The vision is nothing like the Gabby I know. Tight damn everything—a full-length red dress clinging to every curve she’s got, stilettos making those legs longer than even my eyes can process, regardless of the fact I had them wrapped around my neck earlier today. Jesus. My dick twitches as I slowly move forward, enough so that I have to hitch the damn thing around as I wonder who the hell she is some more. She looks like she’s worth a fortune, owning the air around her just by standing still. The diamonds around her skin alone must be valued at more than the roulette table will make tonight. And the asshole talking to her needs to stop whatever he’s thinking of doing with his hand.
A guy knocks into me, his drink spilling on my black tux.
“Back the hell off,” I snarl out quietly, scowling at his interference in my vision.
He does, hands raised in the air by way of apology, and I’m thankful as fuck for that because I don’t think I can handle whatever damn jealousy is ripping me apart.
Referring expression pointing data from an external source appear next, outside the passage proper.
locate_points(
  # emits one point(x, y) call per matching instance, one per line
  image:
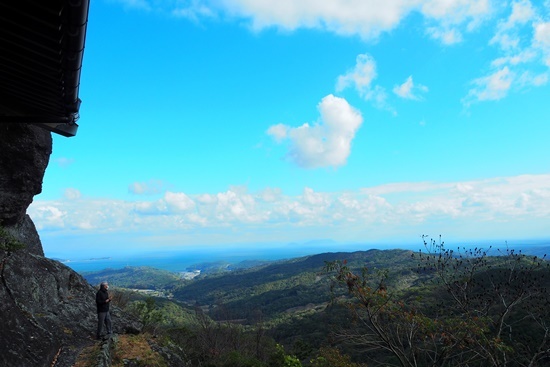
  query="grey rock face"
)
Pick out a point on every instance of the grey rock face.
point(47, 310)
point(24, 155)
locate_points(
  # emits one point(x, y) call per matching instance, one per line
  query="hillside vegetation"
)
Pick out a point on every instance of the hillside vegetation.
point(437, 308)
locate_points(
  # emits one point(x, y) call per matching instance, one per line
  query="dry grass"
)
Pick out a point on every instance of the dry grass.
point(136, 348)
point(87, 357)
point(128, 347)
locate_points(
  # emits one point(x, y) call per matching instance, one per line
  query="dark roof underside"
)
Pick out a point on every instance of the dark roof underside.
point(41, 50)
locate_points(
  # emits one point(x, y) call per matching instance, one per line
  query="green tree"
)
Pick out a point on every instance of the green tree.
point(489, 311)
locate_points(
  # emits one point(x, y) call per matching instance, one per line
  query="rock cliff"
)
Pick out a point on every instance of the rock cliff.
point(47, 311)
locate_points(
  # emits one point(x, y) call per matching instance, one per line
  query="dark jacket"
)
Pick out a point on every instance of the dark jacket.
point(101, 300)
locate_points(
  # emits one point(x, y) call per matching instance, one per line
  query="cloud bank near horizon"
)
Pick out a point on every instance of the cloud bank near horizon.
point(473, 209)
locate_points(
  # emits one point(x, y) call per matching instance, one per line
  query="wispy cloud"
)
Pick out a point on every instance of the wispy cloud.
point(150, 187)
point(326, 143)
point(485, 207)
point(409, 90)
point(361, 78)
point(446, 20)
point(490, 88)
point(524, 61)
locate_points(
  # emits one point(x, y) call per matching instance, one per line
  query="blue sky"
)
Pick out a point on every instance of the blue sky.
point(258, 122)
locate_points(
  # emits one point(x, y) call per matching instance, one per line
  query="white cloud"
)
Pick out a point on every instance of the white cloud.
point(326, 144)
point(542, 40)
point(360, 77)
point(492, 206)
point(519, 67)
point(408, 90)
point(491, 87)
point(367, 18)
point(449, 17)
point(178, 202)
point(194, 11)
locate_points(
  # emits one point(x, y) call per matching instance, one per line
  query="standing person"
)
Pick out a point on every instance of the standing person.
point(102, 300)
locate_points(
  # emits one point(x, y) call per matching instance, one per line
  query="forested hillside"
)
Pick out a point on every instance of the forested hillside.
point(439, 307)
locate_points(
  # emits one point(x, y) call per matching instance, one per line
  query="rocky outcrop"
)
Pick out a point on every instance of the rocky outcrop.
point(25, 152)
point(47, 310)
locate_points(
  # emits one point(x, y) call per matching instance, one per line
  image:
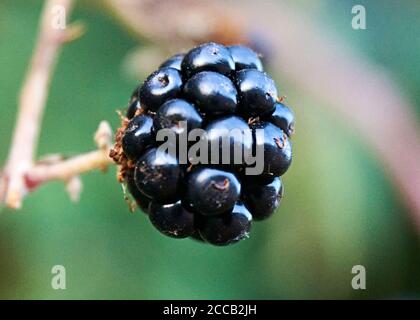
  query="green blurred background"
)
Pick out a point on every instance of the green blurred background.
point(340, 208)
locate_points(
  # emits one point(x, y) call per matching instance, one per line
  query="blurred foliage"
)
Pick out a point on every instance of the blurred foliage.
point(340, 209)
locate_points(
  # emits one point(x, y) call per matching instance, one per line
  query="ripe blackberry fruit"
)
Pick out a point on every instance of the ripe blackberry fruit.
point(236, 132)
point(138, 136)
point(212, 191)
point(172, 112)
point(173, 62)
point(206, 193)
point(283, 118)
point(141, 199)
point(245, 58)
point(172, 219)
point(227, 228)
point(208, 57)
point(160, 86)
point(212, 92)
point(157, 175)
point(276, 147)
point(132, 109)
point(257, 92)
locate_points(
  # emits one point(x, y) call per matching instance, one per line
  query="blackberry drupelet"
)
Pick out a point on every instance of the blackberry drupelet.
point(225, 93)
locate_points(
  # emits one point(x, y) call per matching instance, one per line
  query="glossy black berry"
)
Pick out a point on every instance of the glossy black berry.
point(234, 132)
point(212, 191)
point(172, 219)
point(212, 93)
point(196, 236)
point(173, 62)
point(245, 58)
point(219, 116)
point(138, 136)
point(208, 57)
point(283, 118)
point(132, 109)
point(173, 112)
point(227, 228)
point(161, 85)
point(257, 92)
point(262, 199)
point(141, 199)
point(157, 175)
point(276, 147)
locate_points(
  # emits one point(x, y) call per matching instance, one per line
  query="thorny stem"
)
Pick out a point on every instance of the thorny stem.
point(20, 174)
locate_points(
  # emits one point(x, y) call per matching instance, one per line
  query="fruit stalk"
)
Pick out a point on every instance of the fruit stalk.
point(33, 96)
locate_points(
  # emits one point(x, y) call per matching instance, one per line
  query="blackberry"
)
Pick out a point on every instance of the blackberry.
point(213, 93)
point(173, 62)
point(172, 219)
point(227, 108)
point(283, 118)
point(257, 92)
point(208, 57)
point(138, 136)
point(160, 86)
point(172, 112)
point(245, 58)
point(157, 175)
point(212, 191)
point(276, 147)
point(227, 228)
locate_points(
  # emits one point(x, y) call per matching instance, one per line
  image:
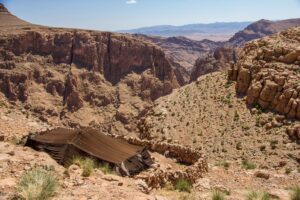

I haven’t ever felt like this. Not once. It’s in my chest, boring away at me and increasing a heart rate that never gets above average.
My feet stall, part of me not knowing what to do. This shouldn’t be happening. Holiday fling. That’s all. It’s what both of us want. And there’s no way in hell I’m dragging someone as perfect as this into the world I have to go back to, irrespective of who she really is. This ends here. It ends when we both step back onto a plane and wave goodbye, happy to have fucked our way into oblivion for a few weeks. I should walk away now, back off before this damn feeling in my chest makes me do shit I should not do.
I don’t.
The walk to her is swift and pitiless to anyone in my way. A group of men block my route, all swaying with the amount of booze they’ve consumed. One is pushed, another barged by my shoulder until he reels backwards towards the tables. I scowl the moment he comes back at me, ready to prove his temper unusable. This accountant knows all about defending territory, regardless of the tuxedo.
My hands grab for her with more force than I intend, fingers synching around her waist to pull her back into me. She gasps a little, the jolt onto me proving a surprise.